Earlier, we mentioned that each AirValue instance has a bag of metadata, otherwise known as data tags. Data tagging is the process of adding a tag to an AirValue instance’s tags.

Each AirValue instance has a setTag method to add a tag to an AirValue instance. It also has a getTag method to retrieve the tag’s value.

1
2
const tagged = airValue.setTag("tagName", "tagValue")
const tagValue = tagged.getTag("tagName") // returns "tagValue"

To tag data as sensitive, developers can just call setTag  as follows

1
2
3
const tagged = airValue.setTag("PII", ...)
const tagged = airValue.setTag("PCI", ...)
const tagged = airValue.setTag("HIPAA", ...)

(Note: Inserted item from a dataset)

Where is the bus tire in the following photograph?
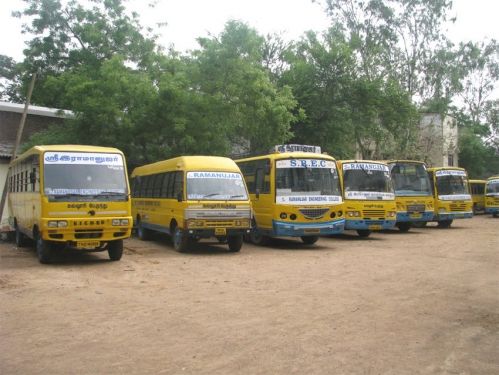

Earlier, we demonstrated that AirValue instances have methods like plus, times, get, etc. All AirValue methods are implemented in a way that preserves the data tags of the AirValue instances. To showcase this, let’s look at the get method in action:

1
2
3
4
const airValue = AirRecord({ "foo": "bar" })
const tagged = airValue.setTag("PII", "abc123")
const childAirValue = tagged.get("foo") // AirString
childAirValue.getTag("PII") // abc123

In this code snippet, we created an AirRecord with the value { “foo”: “bar”}. We then tag the entire object as PII. If we access the foo property, the child AirValue will also have the PII tag with the same tag value. In this example, ”abc123” is just an arbitrary string to demonstrate that a tag’s value is also propagated to its child.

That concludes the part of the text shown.